In "The Monkey's Paw," how does the author use characterization?
Characterisation refers to how the author presents, describes and uses the characters in their work to advance the theme or message of the story. So really, in a sense, what you need to do to answer your question is to think about how the author presents the various characters and uses them to enhance the horror of this tale. For me, one of the characters who really stands out, is Major Morris, who gives the White family the poisoned chalice of the monkey's paw.
What is key to realise is how he is presented. He is described as a "tall, burly man, beady of eye and rubicund of visage." The fact that he is a Sergeant Major and physically strong is made evident, an impression heightened by his experience of active service in India:
...spoke of wild scenes and doughty deeds; of wars and plagues and strange peoples.

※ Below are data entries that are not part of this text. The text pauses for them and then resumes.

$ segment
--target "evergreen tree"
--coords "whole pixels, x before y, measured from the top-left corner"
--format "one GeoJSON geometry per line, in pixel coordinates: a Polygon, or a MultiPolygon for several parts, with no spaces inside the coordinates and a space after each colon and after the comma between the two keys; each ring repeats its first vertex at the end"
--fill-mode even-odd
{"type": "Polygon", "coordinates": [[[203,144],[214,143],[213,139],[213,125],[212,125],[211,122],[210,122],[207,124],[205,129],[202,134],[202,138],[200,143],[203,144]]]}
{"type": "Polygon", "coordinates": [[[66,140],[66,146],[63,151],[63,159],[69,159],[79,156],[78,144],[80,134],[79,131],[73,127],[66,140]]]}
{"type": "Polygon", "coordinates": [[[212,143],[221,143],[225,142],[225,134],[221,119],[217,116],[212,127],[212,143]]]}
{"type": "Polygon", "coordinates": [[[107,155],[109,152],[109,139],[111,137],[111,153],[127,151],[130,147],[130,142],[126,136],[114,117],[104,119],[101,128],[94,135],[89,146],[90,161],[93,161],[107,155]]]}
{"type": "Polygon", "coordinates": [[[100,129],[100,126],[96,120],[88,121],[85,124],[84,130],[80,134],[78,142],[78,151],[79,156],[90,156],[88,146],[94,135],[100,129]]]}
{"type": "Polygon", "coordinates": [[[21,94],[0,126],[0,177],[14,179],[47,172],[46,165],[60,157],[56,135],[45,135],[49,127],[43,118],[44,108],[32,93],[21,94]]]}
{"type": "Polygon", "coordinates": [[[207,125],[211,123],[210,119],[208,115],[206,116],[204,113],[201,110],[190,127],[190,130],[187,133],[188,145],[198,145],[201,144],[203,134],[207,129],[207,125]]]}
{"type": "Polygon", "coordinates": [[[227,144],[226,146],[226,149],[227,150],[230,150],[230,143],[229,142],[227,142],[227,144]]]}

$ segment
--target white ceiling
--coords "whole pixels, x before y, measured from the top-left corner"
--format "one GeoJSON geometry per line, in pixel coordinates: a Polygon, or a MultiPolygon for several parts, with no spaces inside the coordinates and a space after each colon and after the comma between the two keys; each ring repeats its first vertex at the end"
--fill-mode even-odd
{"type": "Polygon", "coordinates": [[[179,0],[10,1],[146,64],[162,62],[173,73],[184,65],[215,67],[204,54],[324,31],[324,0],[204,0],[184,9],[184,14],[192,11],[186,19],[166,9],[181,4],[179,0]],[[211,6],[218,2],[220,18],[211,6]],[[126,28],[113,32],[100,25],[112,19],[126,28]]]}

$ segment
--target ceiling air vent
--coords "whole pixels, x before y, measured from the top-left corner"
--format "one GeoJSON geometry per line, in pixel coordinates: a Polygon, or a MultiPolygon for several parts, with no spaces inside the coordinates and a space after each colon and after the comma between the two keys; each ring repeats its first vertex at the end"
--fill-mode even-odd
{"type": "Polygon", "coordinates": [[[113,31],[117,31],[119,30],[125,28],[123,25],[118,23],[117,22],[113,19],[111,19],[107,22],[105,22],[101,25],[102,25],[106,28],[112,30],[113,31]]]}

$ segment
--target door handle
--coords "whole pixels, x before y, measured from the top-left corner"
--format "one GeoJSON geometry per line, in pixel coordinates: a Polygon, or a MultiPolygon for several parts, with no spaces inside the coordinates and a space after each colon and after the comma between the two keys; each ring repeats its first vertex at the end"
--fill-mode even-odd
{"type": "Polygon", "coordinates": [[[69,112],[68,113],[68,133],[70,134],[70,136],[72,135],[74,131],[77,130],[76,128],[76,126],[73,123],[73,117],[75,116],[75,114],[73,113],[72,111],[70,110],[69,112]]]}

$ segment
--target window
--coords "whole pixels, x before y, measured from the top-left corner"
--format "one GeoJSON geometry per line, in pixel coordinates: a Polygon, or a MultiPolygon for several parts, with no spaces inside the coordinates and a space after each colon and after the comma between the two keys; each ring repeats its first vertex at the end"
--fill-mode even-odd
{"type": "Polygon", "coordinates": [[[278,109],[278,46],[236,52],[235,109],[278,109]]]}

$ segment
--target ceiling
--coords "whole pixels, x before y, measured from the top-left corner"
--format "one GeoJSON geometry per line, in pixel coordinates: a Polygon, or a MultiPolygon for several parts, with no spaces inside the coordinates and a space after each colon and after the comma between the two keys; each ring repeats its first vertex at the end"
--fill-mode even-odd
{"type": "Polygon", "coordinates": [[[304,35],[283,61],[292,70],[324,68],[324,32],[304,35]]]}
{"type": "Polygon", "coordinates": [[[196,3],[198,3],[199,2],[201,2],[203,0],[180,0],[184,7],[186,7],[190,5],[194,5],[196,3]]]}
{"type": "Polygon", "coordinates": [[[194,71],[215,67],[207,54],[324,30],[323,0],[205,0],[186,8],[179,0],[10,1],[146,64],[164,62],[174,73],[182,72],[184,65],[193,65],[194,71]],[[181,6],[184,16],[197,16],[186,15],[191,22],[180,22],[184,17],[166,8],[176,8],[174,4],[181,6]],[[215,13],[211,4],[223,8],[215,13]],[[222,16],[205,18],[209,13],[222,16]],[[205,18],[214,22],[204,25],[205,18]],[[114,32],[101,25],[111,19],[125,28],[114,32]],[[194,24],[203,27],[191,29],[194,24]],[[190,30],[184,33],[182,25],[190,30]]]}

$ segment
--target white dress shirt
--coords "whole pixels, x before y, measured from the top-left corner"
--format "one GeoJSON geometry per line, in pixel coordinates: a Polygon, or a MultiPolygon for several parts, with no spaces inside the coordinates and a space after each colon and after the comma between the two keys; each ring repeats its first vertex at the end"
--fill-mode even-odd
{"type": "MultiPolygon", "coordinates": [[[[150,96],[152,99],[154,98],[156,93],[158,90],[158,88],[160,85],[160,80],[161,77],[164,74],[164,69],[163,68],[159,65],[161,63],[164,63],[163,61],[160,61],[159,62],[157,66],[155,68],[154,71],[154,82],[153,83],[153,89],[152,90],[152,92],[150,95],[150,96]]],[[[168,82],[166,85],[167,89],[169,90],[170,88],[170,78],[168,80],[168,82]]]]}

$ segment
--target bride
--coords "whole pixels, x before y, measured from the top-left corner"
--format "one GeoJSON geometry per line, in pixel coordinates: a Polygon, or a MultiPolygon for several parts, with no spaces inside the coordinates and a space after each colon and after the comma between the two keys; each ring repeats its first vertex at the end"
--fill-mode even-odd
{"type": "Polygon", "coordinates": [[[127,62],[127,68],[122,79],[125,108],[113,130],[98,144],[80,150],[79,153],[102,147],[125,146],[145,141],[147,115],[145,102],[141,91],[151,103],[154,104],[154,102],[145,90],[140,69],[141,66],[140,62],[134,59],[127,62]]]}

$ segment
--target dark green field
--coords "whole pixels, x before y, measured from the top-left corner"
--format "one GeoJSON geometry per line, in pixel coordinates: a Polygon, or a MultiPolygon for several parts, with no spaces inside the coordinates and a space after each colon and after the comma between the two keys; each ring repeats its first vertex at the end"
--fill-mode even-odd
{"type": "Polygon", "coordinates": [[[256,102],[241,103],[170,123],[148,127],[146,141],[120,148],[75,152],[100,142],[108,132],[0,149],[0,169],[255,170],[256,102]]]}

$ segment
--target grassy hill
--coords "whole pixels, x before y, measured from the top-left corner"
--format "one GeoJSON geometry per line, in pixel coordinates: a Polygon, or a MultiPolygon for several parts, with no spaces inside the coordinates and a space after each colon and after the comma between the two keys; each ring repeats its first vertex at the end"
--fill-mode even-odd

Having established the strength and power of this character, the author then shows the true terror of the monkey's paw by describing its effect on the Major. Note how in response to being asked if he has had three wishes, he responds, "I have," and we are told something that we would not expect from such a man: "his blotchy face whitened."
The author therefore uses the characterisation of the Major to foreshadow the tragedy that is to come in the rest of the story. For such a straightforward, physically powerful man to respond so strongly to a "fakir's trick" clearly points towards the truth in the monkey's paw - a truth that the White family find out for themselves all too soon.